Girl, Forgotten (Andrea Oliver 2)
Bible was all business now. He didn’t speak. He just knelt down and gently pulled away the sheet.
Someone gasped. Andrea was so damn proud that it wasn’t her.
Still, her stomach tightened like a fist.
She had seen corpses at the Glynco morgue, but she’d been given ample time to prepare for the experience. The decedents had all donated their bodies to science, so it had felt like there was an understanding between you and the dead. Everything had been solemn and predictable. You were there to learn. They were there to give you that opportunity.
Now, Andrea felt the shock of sudden death wash over her.

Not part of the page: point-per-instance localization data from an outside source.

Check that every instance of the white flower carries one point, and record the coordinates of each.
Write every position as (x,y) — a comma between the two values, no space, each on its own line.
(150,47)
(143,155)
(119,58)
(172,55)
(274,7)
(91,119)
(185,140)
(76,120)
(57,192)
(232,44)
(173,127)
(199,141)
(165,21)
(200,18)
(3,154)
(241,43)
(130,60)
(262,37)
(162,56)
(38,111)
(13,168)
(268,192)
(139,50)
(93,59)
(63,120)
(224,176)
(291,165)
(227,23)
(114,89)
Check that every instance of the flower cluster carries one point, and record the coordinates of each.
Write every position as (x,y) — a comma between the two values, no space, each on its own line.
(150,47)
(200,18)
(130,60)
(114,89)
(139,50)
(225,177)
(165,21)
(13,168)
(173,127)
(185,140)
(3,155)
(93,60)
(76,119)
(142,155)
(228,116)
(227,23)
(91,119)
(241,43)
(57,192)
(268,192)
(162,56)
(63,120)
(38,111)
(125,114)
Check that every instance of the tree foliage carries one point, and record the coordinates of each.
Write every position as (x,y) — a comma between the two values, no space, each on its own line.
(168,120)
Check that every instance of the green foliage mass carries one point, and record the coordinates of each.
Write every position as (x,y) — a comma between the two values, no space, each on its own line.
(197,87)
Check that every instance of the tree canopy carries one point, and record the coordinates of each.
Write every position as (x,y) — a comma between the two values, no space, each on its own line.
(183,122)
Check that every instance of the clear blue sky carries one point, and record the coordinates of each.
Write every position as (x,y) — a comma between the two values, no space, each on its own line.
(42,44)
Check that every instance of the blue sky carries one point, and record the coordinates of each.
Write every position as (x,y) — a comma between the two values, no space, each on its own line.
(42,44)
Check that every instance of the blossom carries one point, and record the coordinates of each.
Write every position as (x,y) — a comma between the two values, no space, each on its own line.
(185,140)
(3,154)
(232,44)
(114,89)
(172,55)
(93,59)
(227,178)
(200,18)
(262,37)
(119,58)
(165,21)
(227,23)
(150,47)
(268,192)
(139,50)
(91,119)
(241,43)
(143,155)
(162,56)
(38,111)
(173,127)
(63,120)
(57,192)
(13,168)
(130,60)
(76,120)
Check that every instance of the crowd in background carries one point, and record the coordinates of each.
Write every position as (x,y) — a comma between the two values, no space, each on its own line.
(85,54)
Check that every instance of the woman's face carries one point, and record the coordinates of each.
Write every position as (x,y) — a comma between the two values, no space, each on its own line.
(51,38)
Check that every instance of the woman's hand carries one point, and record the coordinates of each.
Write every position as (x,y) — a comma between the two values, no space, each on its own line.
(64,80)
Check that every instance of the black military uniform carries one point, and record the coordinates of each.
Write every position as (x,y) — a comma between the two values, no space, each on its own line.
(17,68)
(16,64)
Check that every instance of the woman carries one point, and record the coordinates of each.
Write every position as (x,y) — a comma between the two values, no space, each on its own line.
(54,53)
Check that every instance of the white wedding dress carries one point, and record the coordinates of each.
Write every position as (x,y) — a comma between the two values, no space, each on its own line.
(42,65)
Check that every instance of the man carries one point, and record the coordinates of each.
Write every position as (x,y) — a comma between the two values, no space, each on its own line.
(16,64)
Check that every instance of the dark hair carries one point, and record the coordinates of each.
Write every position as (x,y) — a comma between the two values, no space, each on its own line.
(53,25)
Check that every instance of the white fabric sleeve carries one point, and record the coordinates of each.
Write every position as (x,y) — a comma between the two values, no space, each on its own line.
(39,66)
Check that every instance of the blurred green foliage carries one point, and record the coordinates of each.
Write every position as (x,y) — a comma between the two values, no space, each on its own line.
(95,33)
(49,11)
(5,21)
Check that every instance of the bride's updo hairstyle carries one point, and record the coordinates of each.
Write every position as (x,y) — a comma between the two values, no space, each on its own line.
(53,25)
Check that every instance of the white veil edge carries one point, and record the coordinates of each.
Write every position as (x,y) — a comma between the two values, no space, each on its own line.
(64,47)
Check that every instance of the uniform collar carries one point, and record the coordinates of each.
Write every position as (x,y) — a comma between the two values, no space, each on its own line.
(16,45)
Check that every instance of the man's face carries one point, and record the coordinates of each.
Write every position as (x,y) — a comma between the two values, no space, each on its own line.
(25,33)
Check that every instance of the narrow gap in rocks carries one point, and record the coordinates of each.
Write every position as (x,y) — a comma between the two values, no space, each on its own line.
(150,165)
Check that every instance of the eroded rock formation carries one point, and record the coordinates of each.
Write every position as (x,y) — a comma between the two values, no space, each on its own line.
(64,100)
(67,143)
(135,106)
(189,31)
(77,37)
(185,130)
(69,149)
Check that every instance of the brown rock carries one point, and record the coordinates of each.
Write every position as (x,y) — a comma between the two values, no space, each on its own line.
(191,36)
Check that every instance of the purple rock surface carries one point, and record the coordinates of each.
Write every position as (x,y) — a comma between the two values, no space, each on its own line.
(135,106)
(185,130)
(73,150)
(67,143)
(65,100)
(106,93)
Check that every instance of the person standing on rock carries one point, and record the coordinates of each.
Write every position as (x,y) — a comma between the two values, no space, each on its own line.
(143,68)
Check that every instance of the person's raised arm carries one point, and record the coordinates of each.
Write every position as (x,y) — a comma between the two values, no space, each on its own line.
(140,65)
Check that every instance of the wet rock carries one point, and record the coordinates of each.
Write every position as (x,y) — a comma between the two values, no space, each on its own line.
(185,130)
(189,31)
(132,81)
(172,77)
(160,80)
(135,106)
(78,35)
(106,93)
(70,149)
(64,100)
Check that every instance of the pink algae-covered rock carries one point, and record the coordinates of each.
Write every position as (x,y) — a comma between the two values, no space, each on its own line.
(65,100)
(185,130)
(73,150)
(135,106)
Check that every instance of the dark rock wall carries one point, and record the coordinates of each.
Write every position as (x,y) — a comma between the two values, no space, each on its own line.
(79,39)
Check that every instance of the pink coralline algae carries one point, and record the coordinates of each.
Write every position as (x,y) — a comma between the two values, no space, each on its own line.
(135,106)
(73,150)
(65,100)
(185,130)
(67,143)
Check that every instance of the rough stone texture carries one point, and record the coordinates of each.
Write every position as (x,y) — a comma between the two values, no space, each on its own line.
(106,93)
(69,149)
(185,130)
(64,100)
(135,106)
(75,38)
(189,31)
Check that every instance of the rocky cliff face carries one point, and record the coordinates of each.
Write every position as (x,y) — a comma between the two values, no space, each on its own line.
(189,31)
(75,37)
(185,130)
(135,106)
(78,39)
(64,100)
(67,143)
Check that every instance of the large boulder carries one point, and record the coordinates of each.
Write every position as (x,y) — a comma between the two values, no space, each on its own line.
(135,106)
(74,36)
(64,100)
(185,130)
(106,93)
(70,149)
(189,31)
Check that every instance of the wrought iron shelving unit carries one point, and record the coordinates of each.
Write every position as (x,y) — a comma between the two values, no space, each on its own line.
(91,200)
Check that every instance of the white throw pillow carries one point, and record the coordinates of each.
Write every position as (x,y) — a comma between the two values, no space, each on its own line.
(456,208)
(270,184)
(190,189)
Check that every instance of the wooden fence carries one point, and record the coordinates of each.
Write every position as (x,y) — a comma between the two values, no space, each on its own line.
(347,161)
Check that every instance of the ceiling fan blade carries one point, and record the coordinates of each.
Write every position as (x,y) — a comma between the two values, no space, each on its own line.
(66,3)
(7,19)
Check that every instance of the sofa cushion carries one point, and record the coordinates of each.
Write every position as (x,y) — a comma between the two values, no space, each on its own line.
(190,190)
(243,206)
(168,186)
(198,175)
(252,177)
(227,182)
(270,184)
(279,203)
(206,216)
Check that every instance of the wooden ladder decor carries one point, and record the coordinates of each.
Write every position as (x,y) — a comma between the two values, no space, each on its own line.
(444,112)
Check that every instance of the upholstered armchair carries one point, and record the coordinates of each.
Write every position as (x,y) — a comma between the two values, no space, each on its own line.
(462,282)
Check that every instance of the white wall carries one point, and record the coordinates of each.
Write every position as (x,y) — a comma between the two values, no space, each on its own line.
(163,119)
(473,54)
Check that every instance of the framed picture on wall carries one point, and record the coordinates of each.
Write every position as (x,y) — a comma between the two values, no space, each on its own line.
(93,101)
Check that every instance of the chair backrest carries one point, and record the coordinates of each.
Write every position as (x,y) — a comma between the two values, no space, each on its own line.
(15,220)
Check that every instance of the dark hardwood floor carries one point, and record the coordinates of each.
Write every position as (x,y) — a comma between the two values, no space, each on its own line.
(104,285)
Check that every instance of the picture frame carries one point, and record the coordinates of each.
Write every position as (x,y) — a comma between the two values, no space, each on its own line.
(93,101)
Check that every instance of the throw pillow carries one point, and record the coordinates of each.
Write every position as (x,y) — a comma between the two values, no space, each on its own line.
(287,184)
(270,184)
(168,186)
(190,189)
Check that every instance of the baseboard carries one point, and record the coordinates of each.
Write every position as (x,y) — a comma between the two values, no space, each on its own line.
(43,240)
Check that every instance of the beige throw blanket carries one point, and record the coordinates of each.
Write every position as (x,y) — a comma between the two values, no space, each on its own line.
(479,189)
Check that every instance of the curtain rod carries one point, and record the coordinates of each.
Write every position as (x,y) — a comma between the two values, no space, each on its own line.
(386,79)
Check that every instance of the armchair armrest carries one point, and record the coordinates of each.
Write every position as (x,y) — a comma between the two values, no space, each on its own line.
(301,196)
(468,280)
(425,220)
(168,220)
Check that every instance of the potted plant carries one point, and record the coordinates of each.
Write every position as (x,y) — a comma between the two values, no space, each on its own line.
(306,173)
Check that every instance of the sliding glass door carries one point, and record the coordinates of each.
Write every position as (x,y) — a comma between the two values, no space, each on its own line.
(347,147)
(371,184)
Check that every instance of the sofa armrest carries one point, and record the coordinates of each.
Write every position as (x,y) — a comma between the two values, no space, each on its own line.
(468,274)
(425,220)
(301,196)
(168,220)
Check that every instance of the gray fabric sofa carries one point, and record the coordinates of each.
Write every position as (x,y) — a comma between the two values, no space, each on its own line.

As with Judith’s collages, at first she could only process the emotion, which bordered on overwhelming. Andrea forced herself to see the details. An empty prescription bottle on the ground. Dried pink foam around the mouth. Dirty blonde hair. Deathly pale skin. Blue fingertips curled into the palm of a red-stained hand. The woman had lain in the field for hours. Gravity had settled her blood into the parts of her body that touched the earth. The sheet had bunched up around her feet, but there was no mistaking her for sleeping. She was very clearly dead.
“Jesus,” someone whispered.
Andrea breathed through her mouth as the smell hit her. She reminded herself that she was a cop. She knew what to do.
Analyze, understand, report.
The nude woman was lying on her side.
That was wrong.
The victim was not a woman. She looked like a girl, maybe sixteen or seventeen years old. The sharp angle of her left hip jutted into the air. Her pubis was shaved bare. The dark aureoles of her breasts were almost blackened by the early stages of decay. A yellow dress was folded up like a pillow under her head. One arm was reaching out. The other was wrapped around her tiny waist.
The most startling part was the state of her emaciated body. Andrea had taken an anatomy class for figurative drawing during her first year of art school. She was reminded of the diagrams that illustrated a three-dimensional view into the body. The girl’s bones were visible beneath her skin. Her joints were like doorknobs. An outline of her teeth showed in her sunken cheek. Her hair was filthy. There was a bruise underneath her right eye. Her lips were light blue. Starbursts of broken blood vessels spotted waxy, paper-thin skin. Pink scars crisscrossed her wrists.
She had tried this before.
“Oliver.” Bible’s tone was sharp. “Get some pictures.”
Andrea knelt beside the girl. She took her iPhone out of her pocket. Her thumb moved to select the camera. She used the tips of her fingers to pull the sheet away from the girl’s feet.
The fact that her feet were bare was not the most shocking discovery.
There was a metal band around her left ankle, the circumference so tight that the skin had rubbed away from the ankle bone. Three gemstones were at the center—an aquamarine flanked by two blue sapphires. The bracelet was almost like a piece of jewelry but for the smoldering line where it had been permanently welded around her ankle.
Andrea saw an inscription etched into the silver band.
Bible saw it, too. He asked, “Who is Alice Poulsen?”